×

Aneta nie lubi Świąt. „Czuję się jak służąca. Rozsiadają się przy stołach i każą obsługiwać”

Już niedługo Wigilia, a co za tym idzie, czas przygotowań, nostalgii i chwil spędzonych w gronie ukochanych osób. Jednak w wielu domach to proza życia psuje ten klimat i nie ma szans na to, aby móc cieszyć się z magii, która powinna panować u każdego.

Pani Aneta nie lubi świąt, a wszystko za sprawą rodziny jej męża, która w tym okresie pojawia się u nich w domu

O tym, jak bardzo źle się wówczas czuje, napisała do redakcji papilot.pl. W wiadomości dała upust wszystkim swoim emocjom. Najwidoczniej taką miała potrzebę, a po przeczytaniu jej słów, na pewno wiele z nas pomyśli sobie: „To zupełnie tak jak u mnie”.

„Czuję się jak służąca. Święta to dla mnie okres jeszcze większej pracy niż zazwyczaj. Chociaż raz chciałabym przeżyć je inaczej”

Wczoraj przepłakałam całą noc. Niedawno usłyszałam rozmowę kilku młodych dziewczyn, które cieszyły się, że nadchodzą Święta. Tego samego dnia spotkałam sąsiadów – fajną rodzinę z kilkorgiem małych dzieci. Oni również byli radośni i nie mogli doczekać się Świąt. Postawy tych ludzi sprawiły, że coś we mnie pękło. Zrozumiałam, jak beznadziejne są moje Święta. I to tak bardzo, że wolałabym, aby jak najszybciej minęły.

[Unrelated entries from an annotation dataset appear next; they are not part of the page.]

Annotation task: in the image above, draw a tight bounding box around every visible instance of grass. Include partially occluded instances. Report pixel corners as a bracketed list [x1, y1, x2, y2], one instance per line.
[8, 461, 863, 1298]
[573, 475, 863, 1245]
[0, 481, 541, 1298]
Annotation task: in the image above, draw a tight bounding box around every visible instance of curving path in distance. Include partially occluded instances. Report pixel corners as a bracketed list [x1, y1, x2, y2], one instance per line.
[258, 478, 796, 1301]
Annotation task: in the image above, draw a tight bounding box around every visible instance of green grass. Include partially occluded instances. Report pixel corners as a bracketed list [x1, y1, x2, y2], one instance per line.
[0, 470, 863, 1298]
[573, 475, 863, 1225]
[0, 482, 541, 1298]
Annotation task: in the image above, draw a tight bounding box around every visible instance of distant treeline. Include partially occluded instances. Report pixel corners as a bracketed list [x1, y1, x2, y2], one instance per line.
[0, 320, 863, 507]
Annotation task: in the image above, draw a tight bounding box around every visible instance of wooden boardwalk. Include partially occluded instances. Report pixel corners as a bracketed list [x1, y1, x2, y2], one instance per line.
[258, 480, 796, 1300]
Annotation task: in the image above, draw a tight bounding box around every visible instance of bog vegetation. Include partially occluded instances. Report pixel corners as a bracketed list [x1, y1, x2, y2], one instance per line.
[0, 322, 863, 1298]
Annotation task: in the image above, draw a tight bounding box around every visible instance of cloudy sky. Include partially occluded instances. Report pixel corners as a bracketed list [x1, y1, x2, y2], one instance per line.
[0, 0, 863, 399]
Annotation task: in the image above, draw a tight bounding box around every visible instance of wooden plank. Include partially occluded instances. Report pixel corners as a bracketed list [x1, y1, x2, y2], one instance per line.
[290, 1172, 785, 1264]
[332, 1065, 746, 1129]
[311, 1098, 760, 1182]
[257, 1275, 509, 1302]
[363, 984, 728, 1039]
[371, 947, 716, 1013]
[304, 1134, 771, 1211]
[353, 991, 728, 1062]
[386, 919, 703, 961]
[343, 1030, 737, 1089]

A przecież nie powinno tak być.

One oznaczają dla mnie mnóstwo pracy, dużo więcej niż zazwyczaj. Mieszkam razem z mężem i jego rodzicami w dużym domu pod Warszawą. Co roku na Święta zjeżdża się jego rodzeństwo z rodzinami i jeszcze inni krewni. Tak zawsze było i tak prawdopodobnie zawsze będzie. Taka jest tradycja w tej rodzinie. Odkąd jestem mężatką, czyli od pięciu lat, zawsze to oni przyjeżdżali do nas, a nie my do nich. W tej rodzinie nie istnieje coś takiego jak rewizyta.

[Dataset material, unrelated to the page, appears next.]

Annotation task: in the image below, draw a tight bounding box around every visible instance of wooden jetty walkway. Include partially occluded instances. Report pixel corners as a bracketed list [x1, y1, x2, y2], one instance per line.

Jak spędzam okres przedświąteczny? Nie mam czasu skupiać się na duchowości, bo teściowa zagania mnie do pracy. Nie mam do niej o to pretensji, bo sama wszystkiemu nie podoła. Dom jest duży i trzeba go wysprzątać na błysk. Pierzemy firanki, myjemy okna, drzwi, łazienki, trzepiemy dywany, ścieramy kurze, czyścimy zastawę stołową i sztućce. Zaczynamy mniej więcej dwa tygodnie przed Wigilią. Wtedy jesteśmy w stanie uporać się z tym wszystkim

„Mimo wszystko sprzątanie nic nie znaczy w porównaniu z gotowaniem i pieczeniem. To głównie moje zadanie, bo teściowa nie ma zdolności kulinarnych”

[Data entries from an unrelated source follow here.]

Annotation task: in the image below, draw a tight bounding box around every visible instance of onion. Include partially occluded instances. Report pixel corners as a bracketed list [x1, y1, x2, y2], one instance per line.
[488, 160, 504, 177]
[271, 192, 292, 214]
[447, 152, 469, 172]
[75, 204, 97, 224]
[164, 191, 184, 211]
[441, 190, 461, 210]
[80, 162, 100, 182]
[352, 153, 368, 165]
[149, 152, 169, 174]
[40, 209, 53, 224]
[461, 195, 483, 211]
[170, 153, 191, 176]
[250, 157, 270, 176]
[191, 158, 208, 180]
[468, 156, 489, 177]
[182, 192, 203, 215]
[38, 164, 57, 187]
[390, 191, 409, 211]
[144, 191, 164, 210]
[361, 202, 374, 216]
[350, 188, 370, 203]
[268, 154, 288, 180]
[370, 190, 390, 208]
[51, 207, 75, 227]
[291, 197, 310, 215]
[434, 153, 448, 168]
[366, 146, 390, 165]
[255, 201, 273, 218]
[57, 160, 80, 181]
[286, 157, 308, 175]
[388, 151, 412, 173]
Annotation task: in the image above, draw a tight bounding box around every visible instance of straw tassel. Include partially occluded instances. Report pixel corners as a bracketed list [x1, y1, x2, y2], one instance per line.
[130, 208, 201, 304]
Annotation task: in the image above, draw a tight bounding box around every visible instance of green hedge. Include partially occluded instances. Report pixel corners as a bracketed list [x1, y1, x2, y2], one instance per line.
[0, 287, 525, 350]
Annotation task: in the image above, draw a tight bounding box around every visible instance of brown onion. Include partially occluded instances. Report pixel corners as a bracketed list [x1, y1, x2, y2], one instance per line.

Ponieważ co roku gościmy prawie trzydzieści osób, piekę osiem ciast. Do tego robię orzeszki nadziewane kremem kakaowym i dwa rodzaje pierników. Z ciastami uwijam się w dwa dni. Gorzej jest z gotowaniem. Zaczynam na trzy dni przed Wigilią. Teściowa pomaga mi, jak może. Większość potraw zamrażamy.

Pozostają jeszcze dekoracje. To również moja działka, ponieważ mam zdolności artystyczne. Ja ubieram choinkę, robię wieniec na drzwi i ozdabiam balkon. Trzeba nakryć do stołu, zadbać o gości, podać im jedzenie, zapytać, co chcą do picia, a potem posprzątać. W tym roku kupiliśmy zmywarkę, więc przynajmniej nie będę musiała zmywać. Ale i tak będę musiała ciągle ganiać między jadalnią a kuchnią. Co chwila ktoś coś chce. A to jakieś dziecko życzy sobie soczek, dorosły cytrynę do herbaty, jakoś przyprawę, i tak dalej. Można oszaleć. Nikt nie ruszy się od stołu, żeby mi pomóc. Tylko teściowa trochę mi pomaga, ale szkoda mi jej, bo nie jest już najmłodsza, a po tylu dniach przygotowań ona też jest bardzo zmęczona.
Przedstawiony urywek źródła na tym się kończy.